Monday, August 6, 2018

Waves

Grief, and joy, both come in waves.  Sometimes nonstop waves, sometimes intermittent waves. Sometimes big crashing waves.  Sometimes barely a ripple. It surprises me because there is little or no pattern.  With grief, it hits when it wishes.  I've been learning about the grief waves for almost a year now.  I am no expert, nor will I ever be.  I know at first tears were a daily visitor, sometimes several times a day. Then after a time they visited less frequently.  Certain days of the month were sure to bring them, and then suddenly they didn't.  Now I'm back to the daily waves.  Am I any closer to understanding....no.

Intellectually I get that many of those who chose suicide are in unbearable pain. Emotionally, I wish, and will always wish, there was some other outcome possible.  I can't fathom how bad it must have been, because I've never been in that position.  I do know, that with his death, his release, our pain began. 

You don't get over this loss. You do find your way through. Through the second guessing, through the wondering, through the multitude of questions with no answers.  You get through by the grace of God and the support of those who reach out to steady you. Often they don't know what to say, how to say it or when to say it. So it's isolating for those grieving and those wanting to offer solace.

I get that where there is a loss to suicide, there is plenty of talk about it, just not to those who experienced it.

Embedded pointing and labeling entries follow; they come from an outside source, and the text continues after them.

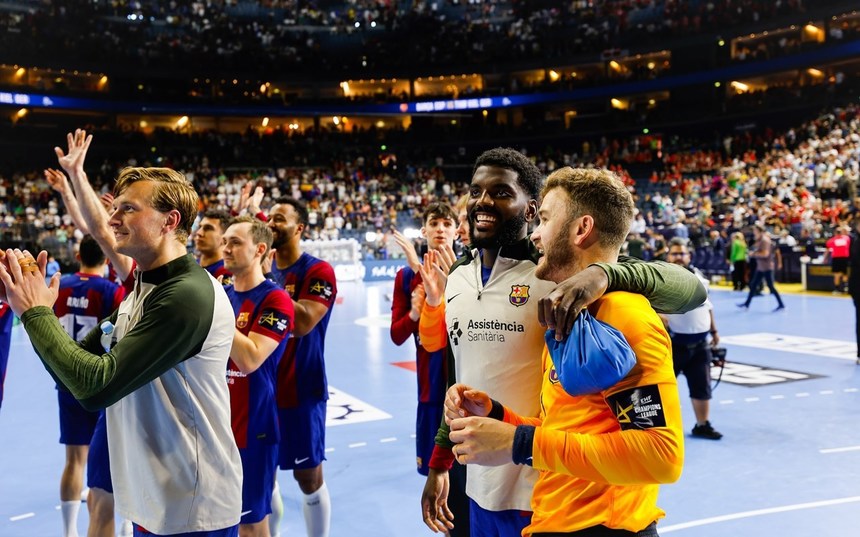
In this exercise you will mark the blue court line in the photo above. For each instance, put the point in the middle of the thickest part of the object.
(758, 512)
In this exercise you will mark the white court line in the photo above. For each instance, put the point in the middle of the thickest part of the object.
(839, 450)
(757, 512)
(16, 518)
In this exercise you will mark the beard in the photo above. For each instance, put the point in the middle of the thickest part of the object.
(509, 233)
(557, 262)
(278, 240)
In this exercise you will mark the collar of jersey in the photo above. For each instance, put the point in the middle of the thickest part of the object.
(168, 270)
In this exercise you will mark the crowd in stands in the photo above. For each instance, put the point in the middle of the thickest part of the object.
(801, 183)
(317, 36)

I will always be that person who's husband....shhhhh, they can talk about it, just not to me.  I used to be that person too. By grief I've been blessed with a greater knowledge about compassion. About extending grace, about finding the hard words, about reaching out when needed. 

It is as simple as, I know you are struggling. I'm here for you.  Open that door to understanding and the rest will follow.  So we ride the waves, and trust that in time waves of joy will return and the waves of grief will recede.  Until then we grow.